While playing for Leeds City against Burnley on 27 October 1906, Wilson left the pitch during the second half after suffering chest pains. When two of his teammates sustained injuries at the same time, he returned to the field of play against medical advice. However, he was unable to complete the match and had already departed the pitch when Burnley inside forward Arthur Bell scored a late winner for the visitors. Wilson collapsed and had to be carried to the Leeds dressing room where he died despite efforts to resuscitate him. A subsequent post mortem found that Wilson, a heavy smoker, had died from a heart attack.

The board of Leeds City paid for Wilson's funeral, which took place at Seafield Cemetery in Leith. His coffin was carried from the Griffin Hotel to Leeds New Station by six Leeds players.
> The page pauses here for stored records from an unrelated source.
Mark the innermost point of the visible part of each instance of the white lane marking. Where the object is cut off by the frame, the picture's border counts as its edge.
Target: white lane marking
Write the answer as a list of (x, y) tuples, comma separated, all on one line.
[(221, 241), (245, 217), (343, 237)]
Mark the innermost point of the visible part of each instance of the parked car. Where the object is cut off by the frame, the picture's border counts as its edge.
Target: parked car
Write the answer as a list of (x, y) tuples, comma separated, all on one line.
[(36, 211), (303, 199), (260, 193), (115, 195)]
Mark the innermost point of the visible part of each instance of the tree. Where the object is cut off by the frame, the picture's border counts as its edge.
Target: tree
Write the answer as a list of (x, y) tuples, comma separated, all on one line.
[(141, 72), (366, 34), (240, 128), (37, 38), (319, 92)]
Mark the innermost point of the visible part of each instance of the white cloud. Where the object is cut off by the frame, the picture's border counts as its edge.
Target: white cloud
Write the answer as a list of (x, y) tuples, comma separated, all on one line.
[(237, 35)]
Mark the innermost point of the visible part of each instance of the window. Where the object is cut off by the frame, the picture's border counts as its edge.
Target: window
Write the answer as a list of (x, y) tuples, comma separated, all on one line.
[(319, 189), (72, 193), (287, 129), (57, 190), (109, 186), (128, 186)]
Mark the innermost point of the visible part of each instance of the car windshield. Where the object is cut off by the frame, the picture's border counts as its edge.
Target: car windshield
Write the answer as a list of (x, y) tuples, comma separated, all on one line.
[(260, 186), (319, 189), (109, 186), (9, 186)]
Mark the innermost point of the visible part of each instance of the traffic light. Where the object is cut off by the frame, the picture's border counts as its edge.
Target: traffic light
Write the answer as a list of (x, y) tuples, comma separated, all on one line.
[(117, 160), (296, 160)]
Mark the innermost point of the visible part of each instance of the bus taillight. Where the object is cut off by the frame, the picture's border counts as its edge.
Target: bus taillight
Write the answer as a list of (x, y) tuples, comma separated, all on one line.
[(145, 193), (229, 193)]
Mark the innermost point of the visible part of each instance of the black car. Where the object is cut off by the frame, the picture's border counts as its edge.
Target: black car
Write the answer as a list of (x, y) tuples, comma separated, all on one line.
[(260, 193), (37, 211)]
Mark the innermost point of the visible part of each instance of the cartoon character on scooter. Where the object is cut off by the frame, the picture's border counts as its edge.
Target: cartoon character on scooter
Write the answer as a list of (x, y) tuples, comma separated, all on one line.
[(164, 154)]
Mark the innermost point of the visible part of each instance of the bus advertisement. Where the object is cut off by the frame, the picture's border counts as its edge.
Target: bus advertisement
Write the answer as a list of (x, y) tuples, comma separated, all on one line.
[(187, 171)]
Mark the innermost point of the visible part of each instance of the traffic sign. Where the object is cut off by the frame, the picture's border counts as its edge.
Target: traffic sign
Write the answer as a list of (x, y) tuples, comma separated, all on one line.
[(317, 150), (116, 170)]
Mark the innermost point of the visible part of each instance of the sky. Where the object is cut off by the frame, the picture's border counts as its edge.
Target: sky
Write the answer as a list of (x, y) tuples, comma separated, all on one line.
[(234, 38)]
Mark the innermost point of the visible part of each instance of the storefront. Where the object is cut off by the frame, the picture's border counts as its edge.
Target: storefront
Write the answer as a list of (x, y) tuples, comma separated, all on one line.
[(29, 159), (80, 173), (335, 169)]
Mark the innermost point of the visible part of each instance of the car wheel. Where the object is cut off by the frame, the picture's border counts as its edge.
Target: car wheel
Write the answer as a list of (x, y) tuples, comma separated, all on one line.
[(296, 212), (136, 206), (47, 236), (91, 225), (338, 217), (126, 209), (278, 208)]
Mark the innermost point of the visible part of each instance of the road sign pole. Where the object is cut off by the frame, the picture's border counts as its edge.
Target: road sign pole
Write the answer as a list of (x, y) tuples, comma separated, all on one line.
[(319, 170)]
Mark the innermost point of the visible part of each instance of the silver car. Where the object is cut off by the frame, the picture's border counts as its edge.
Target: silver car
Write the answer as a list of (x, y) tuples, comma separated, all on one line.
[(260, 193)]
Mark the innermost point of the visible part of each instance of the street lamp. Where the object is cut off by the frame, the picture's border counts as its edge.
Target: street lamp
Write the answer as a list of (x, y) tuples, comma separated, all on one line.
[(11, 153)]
Wilson's death provoked a debate in the press over violent play and professionalism on the football pitch.

==Personal life==

Wilson married Sarah Nimmo, a childhood neighbour from Leith, on 31 October 1904. Their first daughter Annie was born in 1905, and another daughter, Davidina Wood Wilson, was born posthumously in March 1907.

Following Soldier Wilson's death, a series of collections and benefits at Leeds, and across England and Scotland, raised a substantial sum for Sarah and Annie.